Myself, the game looks different, and I'm not sure if it's a good different. But with how many people love this and bastion, I'm sure I'll give it a try at some point!



Reverend_Skeeve said:

@ztpayne7 Ayup, ye got me.

@Gemuarto Just feedback, but I'm a daily reader on this site and sorry, but most of your comments are you complaining about stuff in a mostly not very constructive way. It seems that every time I read a comment of yours, it's negative. I know that not all of your comments are negative and/or complaining, but the negative ones are so plenty that by now when I read "Gemuarto" in the comment section, I think to myself: "Oh well, here we go again. Another rant by Gemuarto." and most of the time that's what indeed follows.

So yes, I have problems to see you as a credible source/critic of anything.

I respect your opinion, but maybe you should consider your attitude, because judging by your comments, you come across as a quite negative person.

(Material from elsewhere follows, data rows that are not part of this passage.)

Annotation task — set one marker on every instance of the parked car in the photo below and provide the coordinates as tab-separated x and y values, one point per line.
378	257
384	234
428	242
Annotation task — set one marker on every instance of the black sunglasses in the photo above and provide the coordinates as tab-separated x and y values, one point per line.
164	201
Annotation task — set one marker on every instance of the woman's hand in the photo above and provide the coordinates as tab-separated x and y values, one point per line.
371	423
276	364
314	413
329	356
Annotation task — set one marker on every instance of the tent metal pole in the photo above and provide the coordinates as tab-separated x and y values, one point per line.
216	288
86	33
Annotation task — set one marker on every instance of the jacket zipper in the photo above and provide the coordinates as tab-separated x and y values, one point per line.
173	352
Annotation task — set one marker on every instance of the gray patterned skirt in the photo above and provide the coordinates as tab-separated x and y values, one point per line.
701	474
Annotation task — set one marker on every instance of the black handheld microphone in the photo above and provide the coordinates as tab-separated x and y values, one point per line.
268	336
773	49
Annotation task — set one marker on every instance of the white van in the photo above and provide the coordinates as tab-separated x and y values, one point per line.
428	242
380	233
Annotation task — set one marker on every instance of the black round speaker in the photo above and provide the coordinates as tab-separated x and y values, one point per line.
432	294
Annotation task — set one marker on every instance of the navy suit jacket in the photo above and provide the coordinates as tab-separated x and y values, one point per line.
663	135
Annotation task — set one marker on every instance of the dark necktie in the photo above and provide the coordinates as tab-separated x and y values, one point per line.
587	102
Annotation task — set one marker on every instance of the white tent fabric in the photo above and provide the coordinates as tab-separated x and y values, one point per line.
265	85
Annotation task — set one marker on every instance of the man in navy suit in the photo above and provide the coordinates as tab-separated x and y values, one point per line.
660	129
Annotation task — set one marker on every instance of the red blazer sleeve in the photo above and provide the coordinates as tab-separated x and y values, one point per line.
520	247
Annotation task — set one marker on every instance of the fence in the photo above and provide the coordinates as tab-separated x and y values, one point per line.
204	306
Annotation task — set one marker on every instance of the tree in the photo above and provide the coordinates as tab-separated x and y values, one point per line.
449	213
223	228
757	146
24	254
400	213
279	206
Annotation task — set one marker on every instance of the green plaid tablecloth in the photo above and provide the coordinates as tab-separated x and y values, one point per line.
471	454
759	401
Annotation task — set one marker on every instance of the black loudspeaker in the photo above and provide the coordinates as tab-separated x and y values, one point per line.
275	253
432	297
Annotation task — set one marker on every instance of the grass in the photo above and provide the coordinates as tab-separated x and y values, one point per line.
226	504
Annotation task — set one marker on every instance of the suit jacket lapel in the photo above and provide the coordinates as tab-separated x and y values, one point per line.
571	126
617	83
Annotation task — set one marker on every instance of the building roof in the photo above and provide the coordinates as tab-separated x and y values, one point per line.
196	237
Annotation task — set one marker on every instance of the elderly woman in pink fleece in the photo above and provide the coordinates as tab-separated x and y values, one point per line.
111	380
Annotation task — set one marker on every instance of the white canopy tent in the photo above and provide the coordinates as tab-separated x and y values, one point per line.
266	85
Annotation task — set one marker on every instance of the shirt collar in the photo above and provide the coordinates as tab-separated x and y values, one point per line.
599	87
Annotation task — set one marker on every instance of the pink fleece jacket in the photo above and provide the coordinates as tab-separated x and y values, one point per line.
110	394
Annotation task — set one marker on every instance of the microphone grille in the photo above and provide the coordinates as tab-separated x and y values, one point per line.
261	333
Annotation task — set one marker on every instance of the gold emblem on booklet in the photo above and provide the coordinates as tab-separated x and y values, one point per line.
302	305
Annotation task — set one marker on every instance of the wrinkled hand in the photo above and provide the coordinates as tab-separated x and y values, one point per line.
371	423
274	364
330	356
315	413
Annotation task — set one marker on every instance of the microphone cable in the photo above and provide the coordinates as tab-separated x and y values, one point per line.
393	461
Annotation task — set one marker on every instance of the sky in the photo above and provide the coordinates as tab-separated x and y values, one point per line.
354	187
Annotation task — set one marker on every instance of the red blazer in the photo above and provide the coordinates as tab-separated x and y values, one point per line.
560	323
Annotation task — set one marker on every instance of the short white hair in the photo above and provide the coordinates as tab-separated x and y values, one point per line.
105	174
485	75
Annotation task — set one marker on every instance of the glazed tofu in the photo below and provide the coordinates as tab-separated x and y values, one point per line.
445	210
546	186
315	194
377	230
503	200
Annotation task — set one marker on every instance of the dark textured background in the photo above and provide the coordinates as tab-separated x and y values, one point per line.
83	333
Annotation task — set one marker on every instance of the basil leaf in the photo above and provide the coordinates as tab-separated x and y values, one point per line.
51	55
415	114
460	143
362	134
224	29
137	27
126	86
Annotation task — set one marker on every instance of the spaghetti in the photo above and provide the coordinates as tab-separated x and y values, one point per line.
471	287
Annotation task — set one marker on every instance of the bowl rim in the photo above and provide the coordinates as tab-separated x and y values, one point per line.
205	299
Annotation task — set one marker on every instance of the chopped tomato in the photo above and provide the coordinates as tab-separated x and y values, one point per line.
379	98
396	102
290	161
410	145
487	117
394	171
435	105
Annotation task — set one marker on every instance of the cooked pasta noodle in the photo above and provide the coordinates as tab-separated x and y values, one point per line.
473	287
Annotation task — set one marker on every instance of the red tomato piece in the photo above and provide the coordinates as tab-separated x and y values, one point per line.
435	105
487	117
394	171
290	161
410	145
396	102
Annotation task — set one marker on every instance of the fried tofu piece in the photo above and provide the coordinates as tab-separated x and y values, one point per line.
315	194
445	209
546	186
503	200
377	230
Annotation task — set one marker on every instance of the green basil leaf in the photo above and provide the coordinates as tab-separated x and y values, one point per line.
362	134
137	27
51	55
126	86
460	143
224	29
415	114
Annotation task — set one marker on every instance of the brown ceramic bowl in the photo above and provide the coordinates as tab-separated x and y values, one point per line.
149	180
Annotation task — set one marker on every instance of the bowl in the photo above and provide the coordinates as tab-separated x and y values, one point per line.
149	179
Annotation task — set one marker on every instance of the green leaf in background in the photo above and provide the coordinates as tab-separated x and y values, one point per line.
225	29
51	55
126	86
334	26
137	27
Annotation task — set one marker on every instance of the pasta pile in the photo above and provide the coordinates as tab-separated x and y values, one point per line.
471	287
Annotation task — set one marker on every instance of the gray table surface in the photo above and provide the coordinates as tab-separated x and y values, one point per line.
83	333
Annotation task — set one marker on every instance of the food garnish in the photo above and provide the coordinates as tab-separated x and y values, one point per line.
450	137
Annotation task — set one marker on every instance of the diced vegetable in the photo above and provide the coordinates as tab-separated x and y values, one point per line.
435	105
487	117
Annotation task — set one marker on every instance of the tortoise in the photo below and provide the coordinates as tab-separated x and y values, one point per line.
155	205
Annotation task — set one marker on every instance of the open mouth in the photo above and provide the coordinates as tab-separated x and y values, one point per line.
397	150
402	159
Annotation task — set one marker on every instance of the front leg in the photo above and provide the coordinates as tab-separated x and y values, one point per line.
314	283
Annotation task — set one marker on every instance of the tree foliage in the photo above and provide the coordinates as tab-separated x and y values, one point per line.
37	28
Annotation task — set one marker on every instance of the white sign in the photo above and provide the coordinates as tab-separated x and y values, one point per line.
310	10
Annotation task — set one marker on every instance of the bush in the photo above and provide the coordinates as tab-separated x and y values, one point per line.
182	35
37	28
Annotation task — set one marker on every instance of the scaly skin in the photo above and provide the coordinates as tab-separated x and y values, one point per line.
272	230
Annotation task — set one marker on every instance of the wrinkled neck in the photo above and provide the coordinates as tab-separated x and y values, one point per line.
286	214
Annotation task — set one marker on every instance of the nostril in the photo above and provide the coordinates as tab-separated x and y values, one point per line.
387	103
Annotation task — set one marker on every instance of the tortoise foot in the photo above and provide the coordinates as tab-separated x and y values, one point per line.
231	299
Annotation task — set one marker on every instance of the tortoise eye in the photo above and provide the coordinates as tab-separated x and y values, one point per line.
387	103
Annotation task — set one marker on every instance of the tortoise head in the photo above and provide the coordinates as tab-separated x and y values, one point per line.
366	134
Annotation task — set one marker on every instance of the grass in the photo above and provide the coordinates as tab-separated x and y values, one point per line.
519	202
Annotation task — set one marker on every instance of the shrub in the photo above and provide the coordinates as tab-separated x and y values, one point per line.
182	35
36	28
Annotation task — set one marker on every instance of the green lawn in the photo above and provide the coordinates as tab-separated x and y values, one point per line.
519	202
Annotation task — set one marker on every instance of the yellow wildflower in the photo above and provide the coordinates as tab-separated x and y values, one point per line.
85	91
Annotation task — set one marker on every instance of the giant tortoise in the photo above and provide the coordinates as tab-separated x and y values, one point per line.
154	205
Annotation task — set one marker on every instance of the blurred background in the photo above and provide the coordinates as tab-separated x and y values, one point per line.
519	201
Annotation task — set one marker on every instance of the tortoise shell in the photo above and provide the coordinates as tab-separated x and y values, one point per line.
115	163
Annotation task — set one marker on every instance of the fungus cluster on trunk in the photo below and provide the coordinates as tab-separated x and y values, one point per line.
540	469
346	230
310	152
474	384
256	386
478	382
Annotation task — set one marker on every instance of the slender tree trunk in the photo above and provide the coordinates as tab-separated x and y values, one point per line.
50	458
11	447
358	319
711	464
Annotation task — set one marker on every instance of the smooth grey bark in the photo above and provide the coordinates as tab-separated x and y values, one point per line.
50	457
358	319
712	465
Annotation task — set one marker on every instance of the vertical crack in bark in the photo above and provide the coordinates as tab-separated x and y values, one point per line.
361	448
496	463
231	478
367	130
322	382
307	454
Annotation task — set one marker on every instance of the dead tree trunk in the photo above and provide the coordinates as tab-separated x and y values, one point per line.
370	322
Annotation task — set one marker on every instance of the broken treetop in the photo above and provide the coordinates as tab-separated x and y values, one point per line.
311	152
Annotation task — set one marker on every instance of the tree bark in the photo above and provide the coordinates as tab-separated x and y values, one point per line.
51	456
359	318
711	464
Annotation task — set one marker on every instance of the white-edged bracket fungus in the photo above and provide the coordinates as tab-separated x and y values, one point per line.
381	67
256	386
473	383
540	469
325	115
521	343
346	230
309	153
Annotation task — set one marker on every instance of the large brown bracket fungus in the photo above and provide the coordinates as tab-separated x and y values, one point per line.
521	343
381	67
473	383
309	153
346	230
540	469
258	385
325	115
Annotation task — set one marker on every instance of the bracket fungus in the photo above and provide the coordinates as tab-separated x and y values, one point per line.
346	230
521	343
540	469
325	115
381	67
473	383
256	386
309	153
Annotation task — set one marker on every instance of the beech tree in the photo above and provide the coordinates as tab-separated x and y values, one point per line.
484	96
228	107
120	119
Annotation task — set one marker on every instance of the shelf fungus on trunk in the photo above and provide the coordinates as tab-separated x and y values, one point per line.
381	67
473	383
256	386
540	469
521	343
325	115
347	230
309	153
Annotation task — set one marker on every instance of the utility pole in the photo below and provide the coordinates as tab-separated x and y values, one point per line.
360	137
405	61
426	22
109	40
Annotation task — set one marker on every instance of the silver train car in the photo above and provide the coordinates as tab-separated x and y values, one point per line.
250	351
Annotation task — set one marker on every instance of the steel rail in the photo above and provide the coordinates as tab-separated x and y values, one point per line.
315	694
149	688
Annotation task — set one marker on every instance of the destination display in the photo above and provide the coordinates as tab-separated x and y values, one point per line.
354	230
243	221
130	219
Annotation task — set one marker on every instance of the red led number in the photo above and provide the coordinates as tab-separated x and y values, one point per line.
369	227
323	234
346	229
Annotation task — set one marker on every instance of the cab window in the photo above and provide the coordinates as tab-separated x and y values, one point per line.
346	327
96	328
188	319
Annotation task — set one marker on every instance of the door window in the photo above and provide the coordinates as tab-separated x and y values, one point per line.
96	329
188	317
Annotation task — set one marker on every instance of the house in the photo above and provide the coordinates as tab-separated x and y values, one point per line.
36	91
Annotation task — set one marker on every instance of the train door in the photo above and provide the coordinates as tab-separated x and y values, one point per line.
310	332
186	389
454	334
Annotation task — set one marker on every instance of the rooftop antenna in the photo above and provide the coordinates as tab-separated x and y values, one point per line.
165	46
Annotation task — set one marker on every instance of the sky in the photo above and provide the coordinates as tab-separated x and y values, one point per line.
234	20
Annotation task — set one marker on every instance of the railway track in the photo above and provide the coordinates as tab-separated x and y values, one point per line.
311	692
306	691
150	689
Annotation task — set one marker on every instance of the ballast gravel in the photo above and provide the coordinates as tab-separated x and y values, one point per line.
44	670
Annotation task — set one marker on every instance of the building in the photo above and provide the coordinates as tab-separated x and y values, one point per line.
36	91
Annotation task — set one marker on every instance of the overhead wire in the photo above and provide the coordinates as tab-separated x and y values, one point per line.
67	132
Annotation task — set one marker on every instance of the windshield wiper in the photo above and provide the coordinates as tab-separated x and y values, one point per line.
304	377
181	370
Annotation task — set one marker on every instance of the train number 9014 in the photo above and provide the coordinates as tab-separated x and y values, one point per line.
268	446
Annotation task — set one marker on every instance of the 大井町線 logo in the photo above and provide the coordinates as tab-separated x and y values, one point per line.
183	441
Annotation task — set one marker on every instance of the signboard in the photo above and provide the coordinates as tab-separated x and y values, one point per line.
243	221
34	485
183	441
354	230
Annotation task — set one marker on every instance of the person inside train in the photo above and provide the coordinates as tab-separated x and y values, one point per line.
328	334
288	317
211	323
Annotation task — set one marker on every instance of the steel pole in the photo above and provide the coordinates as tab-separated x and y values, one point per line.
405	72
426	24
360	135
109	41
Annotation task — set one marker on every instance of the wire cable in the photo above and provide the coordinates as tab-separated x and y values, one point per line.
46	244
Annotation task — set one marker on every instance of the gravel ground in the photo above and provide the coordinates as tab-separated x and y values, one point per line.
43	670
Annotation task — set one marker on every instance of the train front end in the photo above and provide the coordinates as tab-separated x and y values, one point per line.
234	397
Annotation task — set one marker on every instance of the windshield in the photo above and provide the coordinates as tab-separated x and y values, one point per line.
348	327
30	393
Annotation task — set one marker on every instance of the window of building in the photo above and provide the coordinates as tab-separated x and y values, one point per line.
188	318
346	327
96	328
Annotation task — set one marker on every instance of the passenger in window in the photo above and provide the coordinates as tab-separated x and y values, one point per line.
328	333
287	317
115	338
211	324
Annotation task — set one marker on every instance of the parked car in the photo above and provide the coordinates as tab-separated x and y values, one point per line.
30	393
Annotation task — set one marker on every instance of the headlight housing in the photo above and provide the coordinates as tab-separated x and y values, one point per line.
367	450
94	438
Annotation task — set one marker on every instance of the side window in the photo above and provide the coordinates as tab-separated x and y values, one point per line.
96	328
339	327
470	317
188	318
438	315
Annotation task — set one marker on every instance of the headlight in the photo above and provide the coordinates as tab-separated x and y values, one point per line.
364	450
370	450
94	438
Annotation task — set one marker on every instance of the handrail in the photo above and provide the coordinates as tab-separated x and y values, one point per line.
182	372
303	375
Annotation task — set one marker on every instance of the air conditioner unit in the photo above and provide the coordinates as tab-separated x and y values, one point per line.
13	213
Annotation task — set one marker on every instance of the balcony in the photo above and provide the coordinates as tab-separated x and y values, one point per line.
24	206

I got Transistor and I find the backgrounds beautiful. Can't say much about the battle system because I haven't played it that long, but from what I glimpsed so far, I find it interesting and it seems to have a lot of potential for deep tactics.



Gemuarto said:

@Davros79 @ztpayne7 @Reverend_Skeeve Hey, guys, I beat da game. And must tell, that I was wrong. It is pretty good. Not as good as Thomas was Alone. imo, but somewhere near. I was irritated by it, because I was waiting for cool ARPG. But this game is pure TRPG wihere you need defence yourself in real time. And not exactly TRPG, but another virtual trip, as I call them. I mean, I beat it using only 2 attacks combining with very simple tactics. But as virtual trip Transistor is really good and enjoyable and have pretty cute narrative.